今年の文化功労者賞に中村吉右衛門丈と杉本博司氏の知人2人が受賞されることになり大いに喜ばしいことである。

 

杉本さんは念願の美術館(?)もしくは隠居場(?)を10月にオープンされたようで重ね重ねのお目出度である。

 

私はテッキリ「杉本博司美術館」という名称かと思いきや「江乃浦測候所」という名称らしい。実に杉本さんらしいシャレの効いた装飾のないネーミングに人柄が感じられる。

 

 

彼は探究心の強い人だ。
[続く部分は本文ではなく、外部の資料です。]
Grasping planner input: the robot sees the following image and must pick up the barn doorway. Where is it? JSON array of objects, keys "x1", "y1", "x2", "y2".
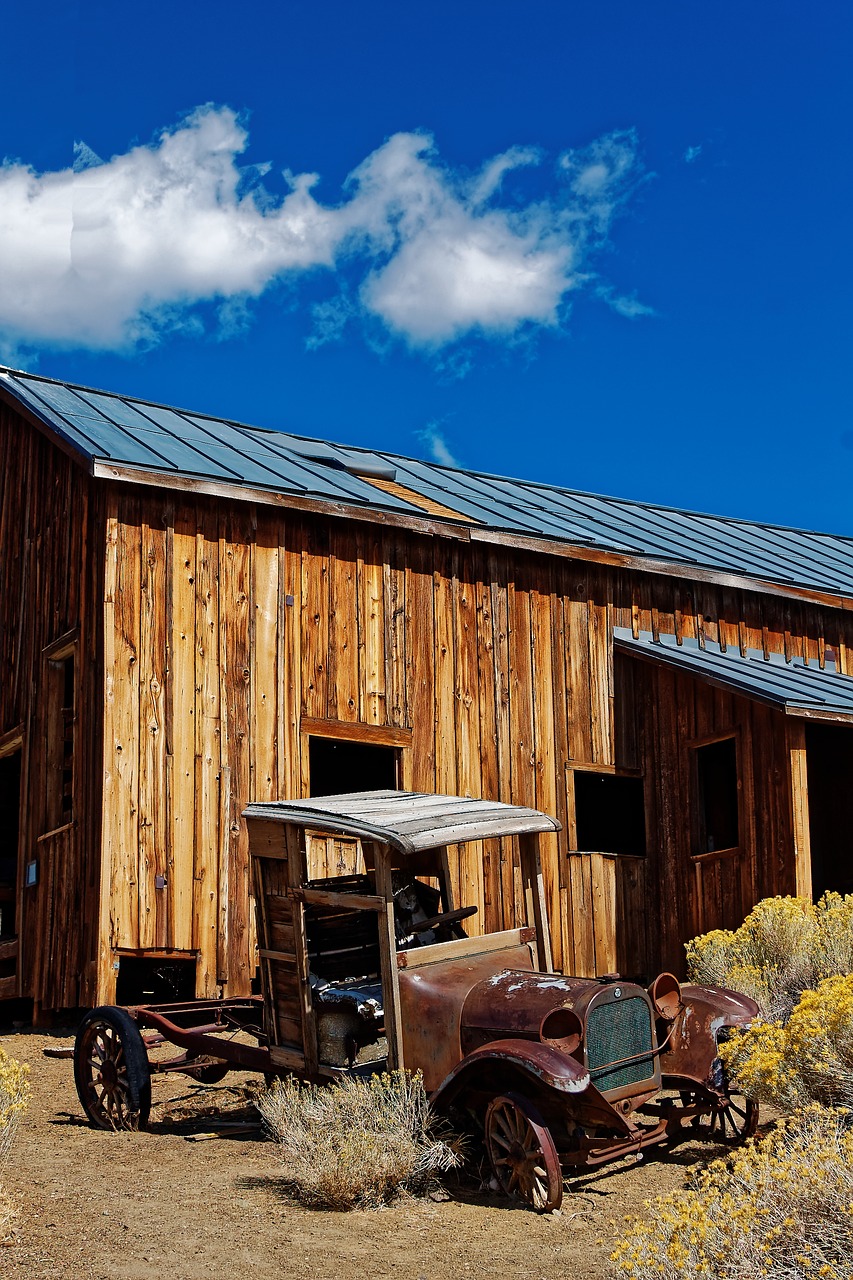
[
  {"x1": 806, "y1": 724, "x2": 853, "y2": 901},
  {"x1": 306, "y1": 733, "x2": 400, "y2": 883},
  {"x1": 309, "y1": 735, "x2": 400, "y2": 796}
]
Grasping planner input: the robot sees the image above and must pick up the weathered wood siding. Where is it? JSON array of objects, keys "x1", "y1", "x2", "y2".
[
  {"x1": 617, "y1": 657, "x2": 797, "y2": 973},
  {"x1": 100, "y1": 488, "x2": 853, "y2": 998},
  {"x1": 0, "y1": 407, "x2": 102, "y2": 1007}
]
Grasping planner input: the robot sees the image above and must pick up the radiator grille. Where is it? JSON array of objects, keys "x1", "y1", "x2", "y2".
[{"x1": 585, "y1": 996, "x2": 654, "y2": 1092}]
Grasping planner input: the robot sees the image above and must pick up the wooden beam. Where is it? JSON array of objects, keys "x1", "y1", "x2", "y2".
[
  {"x1": 785, "y1": 719, "x2": 812, "y2": 900},
  {"x1": 300, "y1": 716, "x2": 412, "y2": 746},
  {"x1": 519, "y1": 832, "x2": 553, "y2": 973},
  {"x1": 397, "y1": 928, "x2": 537, "y2": 969},
  {"x1": 0, "y1": 724, "x2": 23, "y2": 760}
]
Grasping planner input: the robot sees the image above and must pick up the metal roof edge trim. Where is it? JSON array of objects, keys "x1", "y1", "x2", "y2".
[
  {"x1": 92, "y1": 458, "x2": 470, "y2": 543},
  {"x1": 613, "y1": 627, "x2": 853, "y2": 724},
  {"x1": 0, "y1": 365, "x2": 853, "y2": 544},
  {"x1": 0, "y1": 366, "x2": 853, "y2": 609},
  {"x1": 0, "y1": 367, "x2": 95, "y2": 475}
]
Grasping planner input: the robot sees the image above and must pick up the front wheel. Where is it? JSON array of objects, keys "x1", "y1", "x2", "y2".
[
  {"x1": 74, "y1": 1005, "x2": 151, "y2": 1129},
  {"x1": 485, "y1": 1093, "x2": 562, "y2": 1213}
]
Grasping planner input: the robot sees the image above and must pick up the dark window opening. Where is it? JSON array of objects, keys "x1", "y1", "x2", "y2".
[
  {"x1": 0, "y1": 751, "x2": 20, "y2": 936},
  {"x1": 309, "y1": 737, "x2": 397, "y2": 796},
  {"x1": 115, "y1": 956, "x2": 196, "y2": 1005},
  {"x1": 45, "y1": 654, "x2": 74, "y2": 831},
  {"x1": 806, "y1": 724, "x2": 853, "y2": 901},
  {"x1": 575, "y1": 769, "x2": 646, "y2": 858},
  {"x1": 695, "y1": 737, "x2": 740, "y2": 854}
]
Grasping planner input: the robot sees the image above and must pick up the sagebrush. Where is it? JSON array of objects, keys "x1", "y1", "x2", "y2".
[
  {"x1": 257, "y1": 1071, "x2": 460, "y2": 1210},
  {"x1": 686, "y1": 893, "x2": 853, "y2": 1021},
  {"x1": 0, "y1": 1048, "x2": 32, "y2": 1244},
  {"x1": 611, "y1": 1105, "x2": 853, "y2": 1280},
  {"x1": 720, "y1": 974, "x2": 853, "y2": 1110}
]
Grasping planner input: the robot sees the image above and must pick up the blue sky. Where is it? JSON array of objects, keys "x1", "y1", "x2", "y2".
[{"x1": 0, "y1": 0, "x2": 853, "y2": 534}]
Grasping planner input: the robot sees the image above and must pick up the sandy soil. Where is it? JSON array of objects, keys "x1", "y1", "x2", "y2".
[{"x1": 0, "y1": 1032, "x2": 758, "y2": 1280}]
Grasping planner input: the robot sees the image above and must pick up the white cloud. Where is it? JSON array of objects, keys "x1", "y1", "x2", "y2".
[
  {"x1": 415, "y1": 422, "x2": 461, "y2": 467},
  {"x1": 0, "y1": 106, "x2": 639, "y2": 349}
]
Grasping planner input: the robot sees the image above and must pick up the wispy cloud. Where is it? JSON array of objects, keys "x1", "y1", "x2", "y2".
[
  {"x1": 0, "y1": 106, "x2": 642, "y2": 349},
  {"x1": 415, "y1": 422, "x2": 462, "y2": 467}
]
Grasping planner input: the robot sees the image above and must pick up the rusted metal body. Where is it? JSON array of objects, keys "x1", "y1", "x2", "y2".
[{"x1": 69, "y1": 792, "x2": 757, "y2": 1210}]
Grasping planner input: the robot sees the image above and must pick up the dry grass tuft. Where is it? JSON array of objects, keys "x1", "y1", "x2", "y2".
[
  {"x1": 611, "y1": 1105, "x2": 853, "y2": 1280},
  {"x1": 0, "y1": 1048, "x2": 32, "y2": 1244},
  {"x1": 0, "y1": 1048, "x2": 32, "y2": 1160},
  {"x1": 257, "y1": 1071, "x2": 460, "y2": 1210}
]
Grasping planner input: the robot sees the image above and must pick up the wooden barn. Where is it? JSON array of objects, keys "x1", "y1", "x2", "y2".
[{"x1": 0, "y1": 370, "x2": 853, "y2": 1014}]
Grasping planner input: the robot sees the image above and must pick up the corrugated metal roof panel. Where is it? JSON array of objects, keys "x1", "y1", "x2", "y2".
[
  {"x1": 0, "y1": 370, "x2": 853, "y2": 598},
  {"x1": 243, "y1": 791, "x2": 561, "y2": 854},
  {"x1": 613, "y1": 627, "x2": 853, "y2": 721}
]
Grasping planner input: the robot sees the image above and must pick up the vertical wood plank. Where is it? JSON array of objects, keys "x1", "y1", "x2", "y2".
[
  {"x1": 192, "y1": 517, "x2": 222, "y2": 998},
  {"x1": 167, "y1": 508, "x2": 196, "y2": 951},
  {"x1": 519, "y1": 832, "x2": 553, "y2": 973},
  {"x1": 785, "y1": 719, "x2": 812, "y2": 900}
]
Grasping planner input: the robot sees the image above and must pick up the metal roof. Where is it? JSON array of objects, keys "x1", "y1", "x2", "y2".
[
  {"x1": 613, "y1": 627, "x2": 853, "y2": 723},
  {"x1": 243, "y1": 791, "x2": 560, "y2": 854},
  {"x1": 0, "y1": 367, "x2": 853, "y2": 598}
]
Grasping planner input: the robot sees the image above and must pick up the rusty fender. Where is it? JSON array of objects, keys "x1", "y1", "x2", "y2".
[
  {"x1": 432, "y1": 1039, "x2": 589, "y2": 1103},
  {"x1": 681, "y1": 983, "x2": 758, "y2": 1029},
  {"x1": 661, "y1": 983, "x2": 758, "y2": 1093}
]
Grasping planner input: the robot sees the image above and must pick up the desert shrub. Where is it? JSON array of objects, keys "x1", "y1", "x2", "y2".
[
  {"x1": 720, "y1": 974, "x2": 853, "y2": 1110},
  {"x1": 257, "y1": 1071, "x2": 459, "y2": 1210},
  {"x1": 611, "y1": 1105, "x2": 853, "y2": 1280},
  {"x1": 686, "y1": 893, "x2": 853, "y2": 1021}
]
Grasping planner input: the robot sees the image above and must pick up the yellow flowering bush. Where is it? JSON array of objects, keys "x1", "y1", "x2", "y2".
[
  {"x1": 0, "y1": 1048, "x2": 32, "y2": 1244},
  {"x1": 686, "y1": 893, "x2": 853, "y2": 1020},
  {"x1": 611, "y1": 1105, "x2": 853, "y2": 1280},
  {"x1": 720, "y1": 974, "x2": 853, "y2": 1108}
]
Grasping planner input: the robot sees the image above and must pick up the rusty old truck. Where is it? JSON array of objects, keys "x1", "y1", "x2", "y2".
[{"x1": 74, "y1": 791, "x2": 758, "y2": 1211}]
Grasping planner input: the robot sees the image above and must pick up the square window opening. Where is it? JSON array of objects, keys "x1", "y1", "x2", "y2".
[{"x1": 575, "y1": 769, "x2": 647, "y2": 858}]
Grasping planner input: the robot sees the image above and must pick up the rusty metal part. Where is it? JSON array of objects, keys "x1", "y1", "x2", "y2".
[
  {"x1": 661, "y1": 984, "x2": 758, "y2": 1096},
  {"x1": 485, "y1": 1093, "x2": 562, "y2": 1213},
  {"x1": 121, "y1": 996, "x2": 268, "y2": 1084},
  {"x1": 398, "y1": 945, "x2": 533, "y2": 1093}
]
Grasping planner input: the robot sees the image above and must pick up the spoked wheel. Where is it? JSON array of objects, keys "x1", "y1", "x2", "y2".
[
  {"x1": 690, "y1": 1093, "x2": 758, "y2": 1147},
  {"x1": 74, "y1": 1005, "x2": 151, "y2": 1129},
  {"x1": 485, "y1": 1093, "x2": 562, "y2": 1213}
]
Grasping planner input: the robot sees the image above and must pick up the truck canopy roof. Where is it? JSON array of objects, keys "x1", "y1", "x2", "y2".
[{"x1": 243, "y1": 791, "x2": 560, "y2": 854}]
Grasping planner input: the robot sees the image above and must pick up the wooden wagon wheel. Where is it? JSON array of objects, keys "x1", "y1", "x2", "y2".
[
  {"x1": 485, "y1": 1093, "x2": 562, "y2": 1213},
  {"x1": 689, "y1": 1093, "x2": 758, "y2": 1147},
  {"x1": 74, "y1": 1005, "x2": 151, "y2": 1129}
]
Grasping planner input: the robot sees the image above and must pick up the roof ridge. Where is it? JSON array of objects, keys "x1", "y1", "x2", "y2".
[{"x1": 0, "y1": 365, "x2": 853, "y2": 548}]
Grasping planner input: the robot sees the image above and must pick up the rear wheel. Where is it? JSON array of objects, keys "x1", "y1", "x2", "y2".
[
  {"x1": 74, "y1": 1005, "x2": 151, "y2": 1129},
  {"x1": 485, "y1": 1093, "x2": 562, "y2": 1213}
]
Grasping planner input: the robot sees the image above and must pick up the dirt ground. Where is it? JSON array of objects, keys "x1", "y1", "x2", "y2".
[{"x1": 0, "y1": 1032, "x2": 758, "y2": 1280}]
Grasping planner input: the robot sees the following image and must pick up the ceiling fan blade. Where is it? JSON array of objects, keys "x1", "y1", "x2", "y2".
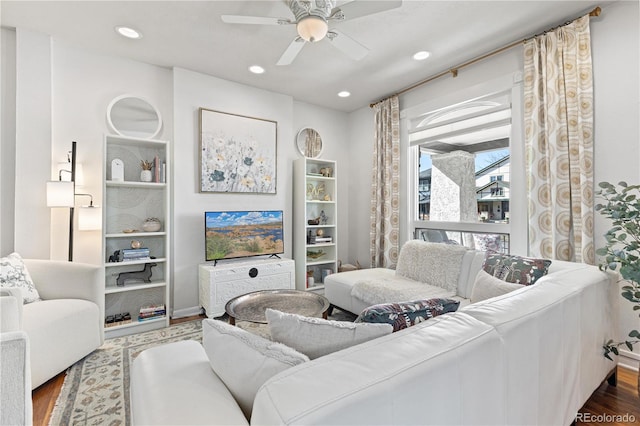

もっともアーティストと呼ばれる仕事をしている人から探究心を除けば何も残らないだろうが、彼は「人間はどこから来たのか?」「人間とは何者か」?という大きな命題の答えを求め続ける求道者である。

 

目では見えない遥か彼方に潜む真理を求め、写真や建築、舞台演出という手段を駆使して具現化を試み続けている。

 

水平線のさらに先を見るための施設「江乃浦測候所」の完成は彼にとって終着点ではなく、更なる高みを目指して多分、死を迎えるまで求め続ける通過点の一つであろう。

 

追求のために全ての資産を投じ「江乃浦測候所」を完成させた実現力を兼備した杉本さんに敬愛する弟子としてエールを贈りたい。